Residents were told that the chemicals posed no serious risks to humans or the environment, but officials on the vector-control board admitted that the district should have used more aggressive tactics to notify the public of its plan.
This season, members of SWNSN aren’t waiting on the district to be in touch. The group has already drafted its own plan to help the district “fight the bite,” which includes the district training SWNSN’s volunteers to identify “existing and potential mosquito breeding sources” and determining whether “adult and/or larval stages are present.”

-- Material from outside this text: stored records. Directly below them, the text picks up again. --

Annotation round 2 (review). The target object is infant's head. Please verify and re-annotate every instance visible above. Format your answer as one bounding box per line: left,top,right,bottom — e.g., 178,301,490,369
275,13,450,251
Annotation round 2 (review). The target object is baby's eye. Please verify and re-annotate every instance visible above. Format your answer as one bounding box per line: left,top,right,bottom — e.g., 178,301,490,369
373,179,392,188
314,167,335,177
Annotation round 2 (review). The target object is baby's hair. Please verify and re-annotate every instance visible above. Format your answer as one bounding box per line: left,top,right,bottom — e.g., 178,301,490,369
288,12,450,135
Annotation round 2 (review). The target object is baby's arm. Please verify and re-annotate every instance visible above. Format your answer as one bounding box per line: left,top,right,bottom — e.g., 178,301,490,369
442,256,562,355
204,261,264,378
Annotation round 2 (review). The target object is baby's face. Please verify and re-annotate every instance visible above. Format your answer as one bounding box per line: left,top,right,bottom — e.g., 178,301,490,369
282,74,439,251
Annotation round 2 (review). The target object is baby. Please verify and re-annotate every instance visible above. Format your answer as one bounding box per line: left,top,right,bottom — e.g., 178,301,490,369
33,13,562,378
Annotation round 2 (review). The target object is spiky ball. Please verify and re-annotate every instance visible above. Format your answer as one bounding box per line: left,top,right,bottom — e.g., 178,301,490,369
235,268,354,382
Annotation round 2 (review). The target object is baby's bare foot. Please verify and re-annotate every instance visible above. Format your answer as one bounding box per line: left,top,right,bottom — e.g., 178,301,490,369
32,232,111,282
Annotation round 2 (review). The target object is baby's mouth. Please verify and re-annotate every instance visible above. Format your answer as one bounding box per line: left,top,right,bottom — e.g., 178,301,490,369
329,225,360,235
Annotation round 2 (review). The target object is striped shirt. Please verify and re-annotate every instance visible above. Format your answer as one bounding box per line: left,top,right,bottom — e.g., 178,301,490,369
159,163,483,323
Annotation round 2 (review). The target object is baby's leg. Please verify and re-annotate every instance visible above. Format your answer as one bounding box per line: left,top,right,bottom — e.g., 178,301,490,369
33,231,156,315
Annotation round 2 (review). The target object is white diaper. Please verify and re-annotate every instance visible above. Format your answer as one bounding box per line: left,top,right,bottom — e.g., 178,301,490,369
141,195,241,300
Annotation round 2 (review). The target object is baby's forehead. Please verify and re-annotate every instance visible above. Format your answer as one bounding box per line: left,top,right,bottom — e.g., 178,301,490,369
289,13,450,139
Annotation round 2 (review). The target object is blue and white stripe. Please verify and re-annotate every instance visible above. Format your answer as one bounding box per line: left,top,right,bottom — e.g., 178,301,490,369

In a letter sent to the control district’s general manager, David Brown, SWNSN spokesman Donald Mooney said the group’s volunteers would “be limited to the public areas of the City of Davis, UC Davis, and private property that is in plain view from public property.”
“We wanted to take a more proactive approach and actually look for spots,” Mooney told SN&R.
But Brown insists that Mooney’s approach is not what the district needs. “We don’t want to discourage any help,” Brown said. “But his proposal is to help us in public places. We already know about those.”
Brown says that the district is not concerned so much with public breeding sources, like lakes, rivers and wetlands, as it is with private ones, such as birdbaths, ornamental fountains and neglected pools. He claims that the district knows about most public sites, but it can’t see what’s in your backyard.
That’s why Brown says he encouraged SWNSN to participate in a recent door-hanger distribution day last month and was discouraged when he didn’t hear a response.
According the district’s Jennifer Benito, volunteers handed out 3,000 door hangers in Davis.
“Our goal was to educate the public early and often so we don’t have mosquito sources scattered around the home. Instead of helping us identify sources, how about not creating mosquito sources to begin with?” Benito asked.
But Mooney says that wasn’t the plan last year.
“A year ago, they said they’d love to have us come out and look for spots,” he said.
Still, Mooney isn’t miffed. He hopes to keep a dialogue open between his folks and the district and stresses that his goal is still the same: to avoid giving the district the excuse to spray.
But if the community-outreach programs fail, Benito says, spraying might still be an option.
Brown contends that the chemicals used in the spraying are approved by the Environmental Protection Agency and are an effective treatment for young and adult mosquitoes, but SWNSN says the chemicals aren’t as benign as the district would like people to think. The group’s Web site claims that the pesticides used in aerial application contain both piperonyl butoxide, a possible human carcinogen, and pyrethrins, which can “disrupt the normal functioning of sex hormones.”
Still, Benito says, “When we meet certain [West Nile] thresholds, we must protect public health.”